The signing certificate used by the Time Stamp Authority must be an RSA, DSA or EC certificate with
an Extended Key Usage extension marked as critical.
The only KeyPurposeId
present in the sequence must be id-kp-timeStamping
(OID 1.3.6.1.5.5.7.3.8
).
You should use a certificate issued by a trusted third party for production use
To issue a signing certificate using a custom CA, you can use the following commands:
First, create a file named tsa-x509-extensions.cnf
with the following content:
[v3_ca]
basicConstraints = CA:TRUE
keyUsage = digitalSignature, keyCertSign
[usr_timestamping]
basicConstraints = CA:FALSE
keyUsage = digitalSignature, nonRepudiation
extendedKeyUsage = critical, timeStamping
This file contains the extension profiles which are used later.

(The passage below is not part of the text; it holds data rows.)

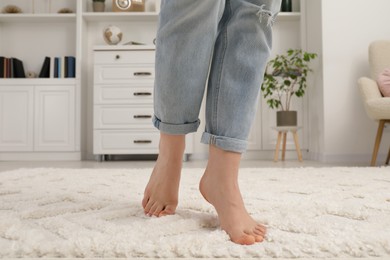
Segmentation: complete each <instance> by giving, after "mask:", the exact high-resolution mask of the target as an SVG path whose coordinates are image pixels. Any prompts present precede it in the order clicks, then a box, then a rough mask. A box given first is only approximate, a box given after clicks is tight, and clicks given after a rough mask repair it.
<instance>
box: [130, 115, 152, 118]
mask: <svg viewBox="0 0 390 260" xmlns="http://www.w3.org/2000/svg"><path fill="white" fill-rule="evenodd" d="M134 118H152V116H151V115H135V116H134Z"/></svg>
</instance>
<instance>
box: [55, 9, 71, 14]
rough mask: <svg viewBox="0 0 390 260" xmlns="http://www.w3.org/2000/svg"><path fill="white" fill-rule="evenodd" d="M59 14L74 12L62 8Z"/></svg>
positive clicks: (68, 9) (70, 13)
mask: <svg viewBox="0 0 390 260" xmlns="http://www.w3.org/2000/svg"><path fill="white" fill-rule="evenodd" d="M58 13H59V14H72V13H73V10H72V9H70V8H61V9H60V10H58Z"/></svg>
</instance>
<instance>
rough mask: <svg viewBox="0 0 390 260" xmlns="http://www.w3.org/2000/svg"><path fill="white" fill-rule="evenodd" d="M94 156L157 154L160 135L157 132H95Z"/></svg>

Then create a new private key for the CA:
openssl ecparam -genkey -name secp384r1 -out ca.privkey
After that, create a CSR (Certificate Signing Request) for the CA certificate
openssl req -new -key ca.privkey -out cacertreq.pem
and sign it with CA's private key created before
openssl x509 -req -in cacertreq.pem -extfile tsa-x509-extensions.cnf -extensions v3_ca -key ca.privkey -out cacert.pem
After that you can create a new private key which will be used by the TSA to sign the timestamp requests:
openssl ecparam -genkey -name secp384r1 -out tsa.privkey
Then create a CSR for it
openssl req -new -key tsa.privkey -out tsacertreq.pem
and issue a certificate using the CA certificate and private key created before:
openssl x509 -req -in tsacertreq.pem -extfile tsa-x509-extensions.cnf -extensions usr_timestamping -CA cacert.pem -CAkey ca.privkey -CAcreateserial -out tsacert.pem
The TSA certificate and private key can then be put into a PKCS#12 keystore which can be used by the application:
openssl pkcs12 -export -CAfile cacert.pem -chain -in tsacert.pem -inkey tsa.privkey -out tsa-keystore.p12
In normal operation, no signing certificate is configured by default since you probably want to use your own/your
organizations key pair and not a self-signed key pair I issued to use in integration tests. Configuring a file system
path to a valid certificate for development is error-prone though. That's what the development mode is for. It is
automatically enabled when running Quarkus using the quarkusDev
Gradle Task. The dev mode has the following effects:
- application data is written into an in-memory Database which will be scrapped on application shutdown
- uses a self-signed EC certificate for signing TSP requests
The source code is formatted using the Eclipse Code Formatter. The formatter config file is located
under /eclipse-formatter.xml
. A custom import order configuration file os located under /spotless.importorder
. The
code can also be formatted using the Spotless Gradle Plugin. Just execute
the spotlessApply
Gradle Task and you are good to go!
This project is licensed under the terms of the MIT license.